"Given children's affinity toward, knowledge of, and
ability to gain geometric knowledge, it is important
that this domain of mathematics not be neglected.
Instruction in geometry needs to complement the
study of number and operation in pre-K to 8"
(National Research Council, 2001). Math Trailblazers
echoes this expectation by emphasizing the importance
of geometry in the mathematics curriculum.
This unit represents the focal point of geometry in
Second Grade. Students describe, analyze, and classify
two-dimensional shapes using their properties.
Students also discover relationships within and
among these properties as they advance their understanding
through stages, from basic intuition to
analysis and informal deduction.
Much of the approach to geometry found in the Math
Trailblazers curriculum is grounded in the insights of
Dutch educators Pierre van Hiele and Dina van
Hiele-Geldof. Ongoing research in mathematics education
continues to confirm the five levels of geometric
development first described by the van Hieles in
the 1950s (Burger and Shaughnessy, 1986). The five
levels are:
- Level 0: Visualization. Students judge geometric
objects by their appearance, but not by attributes.
For example, a student can identify a rectangle
because it "looks like a rectangle," but not
because it has opposite sides equal and four right
angles.
Level 1: Analysis. Students begin to describe the
properties of objects. A figure is no longer judged
because it "looks like one," but rather because it
has certain properties. For example, an equilateral
triangle has three equal sides, three equal angles,
and line symmetry.
Level 2: Informal Deduction. Students logically
order the properties of figures and are able to
deduce that one property precedes or follows
from another property. They see relationships
among figures. For example, a square has all the
properties of a rectangle; therefore, a square is a
rectangle. Students may also be able to define a
square based on its properties.
Level 3: Deduction. Students write formal proofs
based in an axiomatic system. A rigorous high
school geometry course is taught at Level 3.
Level 4: Rigor. Students can work with different
axiomatic systems. This level corresponds to college
work in geometry (Crowley, 1987; van Hiele,
1999).
The van Hieles found that each level, while not age
specific, builds on the previous level. Students proceed
from level to level sequentially and no level can
be omitted. Advancement depends on content and
method of instruction (Crowley, 1987; van Hiele,
1999). Moreover, a student's experiences with
lower-level reasoning at the elementary school level
are critical to success with geometry in later schooling.
Students who are at Level 0 or 1 when entering
high school geometry have a poor chance of success.
Students who begin high school geometry at Level 2
have at least a 50% chance at succeeding (Senk,
1989).

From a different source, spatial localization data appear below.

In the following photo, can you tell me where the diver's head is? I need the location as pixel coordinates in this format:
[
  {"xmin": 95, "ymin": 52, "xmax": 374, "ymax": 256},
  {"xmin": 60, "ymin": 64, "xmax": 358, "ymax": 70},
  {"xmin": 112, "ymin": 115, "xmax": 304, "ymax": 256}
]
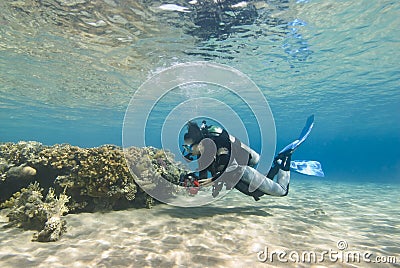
[
  {"xmin": 184, "ymin": 121, "xmax": 203, "ymax": 146},
  {"xmin": 183, "ymin": 121, "xmax": 204, "ymax": 157}
]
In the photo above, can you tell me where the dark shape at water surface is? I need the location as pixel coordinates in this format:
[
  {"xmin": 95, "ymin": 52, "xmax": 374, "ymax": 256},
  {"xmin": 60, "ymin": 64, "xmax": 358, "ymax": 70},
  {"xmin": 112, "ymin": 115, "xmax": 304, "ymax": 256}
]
[
  {"xmin": 187, "ymin": 0, "xmax": 259, "ymax": 40},
  {"xmin": 177, "ymin": 0, "xmax": 293, "ymax": 60}
]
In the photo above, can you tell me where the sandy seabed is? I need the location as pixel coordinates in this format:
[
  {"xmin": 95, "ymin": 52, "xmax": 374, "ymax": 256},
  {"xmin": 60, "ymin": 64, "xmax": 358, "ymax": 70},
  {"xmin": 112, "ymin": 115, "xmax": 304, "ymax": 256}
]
[{"xmin": 0, "ymin": 179, "xmax": 399, "ymax": 268}]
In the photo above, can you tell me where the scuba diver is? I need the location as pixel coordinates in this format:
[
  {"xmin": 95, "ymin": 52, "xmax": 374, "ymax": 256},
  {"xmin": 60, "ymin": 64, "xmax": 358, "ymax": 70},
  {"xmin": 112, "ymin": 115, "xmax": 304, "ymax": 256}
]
[{"xmin": 180, "ymin": 115, "xmax": 324, "ymax": 201}]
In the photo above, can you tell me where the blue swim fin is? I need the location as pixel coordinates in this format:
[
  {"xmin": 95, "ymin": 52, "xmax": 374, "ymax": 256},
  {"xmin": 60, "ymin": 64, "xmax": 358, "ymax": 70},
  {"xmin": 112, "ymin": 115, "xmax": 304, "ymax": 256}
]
[
  {"xmin": 279, "ymin": 115, "xmax": 324, "ymax": 177},
  {"xmin": 290, "ymin": 160, "xmax": 325, "ymax": 177},
  {"xmin": 279, "ymin": 115, "xmax": 314, "ymax": 154}
]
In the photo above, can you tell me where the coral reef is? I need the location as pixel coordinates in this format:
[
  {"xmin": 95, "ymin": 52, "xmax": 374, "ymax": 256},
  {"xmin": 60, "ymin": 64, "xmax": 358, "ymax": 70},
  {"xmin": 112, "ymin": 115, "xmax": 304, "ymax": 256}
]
[
  {"xmin": 0, "ymin": 141, "xmax": 188, "ymax": 241},
  {"xmin": 0, "ymin": 142, "xmax": 187, "ymax": 210},
  {"xmin": 123, "ymin": 146, "xmax": 185, "ymax": 203}
]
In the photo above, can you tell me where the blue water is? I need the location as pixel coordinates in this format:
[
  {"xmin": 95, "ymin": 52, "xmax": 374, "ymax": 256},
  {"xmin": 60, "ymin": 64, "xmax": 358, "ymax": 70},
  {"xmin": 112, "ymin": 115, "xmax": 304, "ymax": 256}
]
[{"xmin": 1, "ymin": 0, "xmax": 399, "ymax": 184}]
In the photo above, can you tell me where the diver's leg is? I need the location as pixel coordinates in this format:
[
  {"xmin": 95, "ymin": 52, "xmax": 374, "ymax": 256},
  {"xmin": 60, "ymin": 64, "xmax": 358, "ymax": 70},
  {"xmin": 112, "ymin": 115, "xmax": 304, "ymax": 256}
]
[
  {"xmin": 248, "ymin": 148, "xmax": 260, "ymax": 167},
  {"xmin": 266, "ymin": 114, "xmax": 314, "ymax": 179},
  {"xmin": 239, "ymin": 165, "xmax": 289, "ymax": 197},
  {"xmin": 234, "ymin": 180, "xmax": 265, "ymax": 201},
  {"xmin": 266, "ymin": 164, "xmax": 279, "ymax": 180},
  {"xmin": 272, "ymin": 152, "xmax": 292, "ymax": 196},
  {"xmin": 266, "ymin": 150, "xmax": 292, "ymax": 179}
]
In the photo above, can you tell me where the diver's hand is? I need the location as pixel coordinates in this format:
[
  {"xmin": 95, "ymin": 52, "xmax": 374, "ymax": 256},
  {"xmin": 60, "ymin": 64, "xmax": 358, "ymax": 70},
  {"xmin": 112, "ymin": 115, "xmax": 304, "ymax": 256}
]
[
  {"xmin": 198, "ymin": 170, "xmax": 223, "ymax": 186},
  {"xmin": 198, "ymin": 178, "xmax": 213, "ymax": 187}
]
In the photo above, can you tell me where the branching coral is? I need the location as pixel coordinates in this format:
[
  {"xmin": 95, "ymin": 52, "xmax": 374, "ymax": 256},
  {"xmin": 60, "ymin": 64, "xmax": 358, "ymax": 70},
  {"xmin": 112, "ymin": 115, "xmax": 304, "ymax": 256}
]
[{"xmin": 2, "ymin": 182, "xmax": 70, "ymax": 242}]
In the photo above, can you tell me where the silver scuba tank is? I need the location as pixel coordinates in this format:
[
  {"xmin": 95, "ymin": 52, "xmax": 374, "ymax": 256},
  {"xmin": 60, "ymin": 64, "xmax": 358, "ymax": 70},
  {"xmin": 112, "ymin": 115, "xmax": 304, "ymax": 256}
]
[{"xmin": 228, "ymin": 135, "xmax": 260, "ymax": 167}]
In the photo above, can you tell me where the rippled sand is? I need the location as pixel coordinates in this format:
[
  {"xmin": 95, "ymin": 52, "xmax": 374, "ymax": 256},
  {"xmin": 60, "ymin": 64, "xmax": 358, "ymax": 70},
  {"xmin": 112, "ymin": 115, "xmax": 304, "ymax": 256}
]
[{"xmin": 1, "ymin": 179, "xmax": 399, "ymax": 268}]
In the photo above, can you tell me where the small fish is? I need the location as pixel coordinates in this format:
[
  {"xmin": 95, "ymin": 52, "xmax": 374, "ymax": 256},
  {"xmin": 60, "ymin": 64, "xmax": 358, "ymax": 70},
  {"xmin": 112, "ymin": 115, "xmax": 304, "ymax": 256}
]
[
  {"xmin": 158, "ymin": 4, "xmax": 190, "ymax": 13},
  {"xmin": 231, "ymin": 1, "xmax": 248, "ymax": 8}
]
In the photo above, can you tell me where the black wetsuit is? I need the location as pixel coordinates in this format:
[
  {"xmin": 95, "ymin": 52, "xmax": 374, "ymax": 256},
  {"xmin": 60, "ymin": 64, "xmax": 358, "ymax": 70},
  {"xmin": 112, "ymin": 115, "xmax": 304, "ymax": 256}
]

Unfortunately, many upper elementary students
are still at Level 0. This is not surprising, as
researchers have found that most geometry questions
asked in standard elementary math textbooks were
answerable with Level 0 understanding (Fuys,
Geddes, and Tischler, 1988).
In this unit, we start with Level 0 ideas by asking students
to identify and draw various geometric figures.
Most of the work in this unit is at Level 1, where students
describe the properties of two-demensional
shapes. Level 2 ideas are introduced as students
explore ways to classify these figures.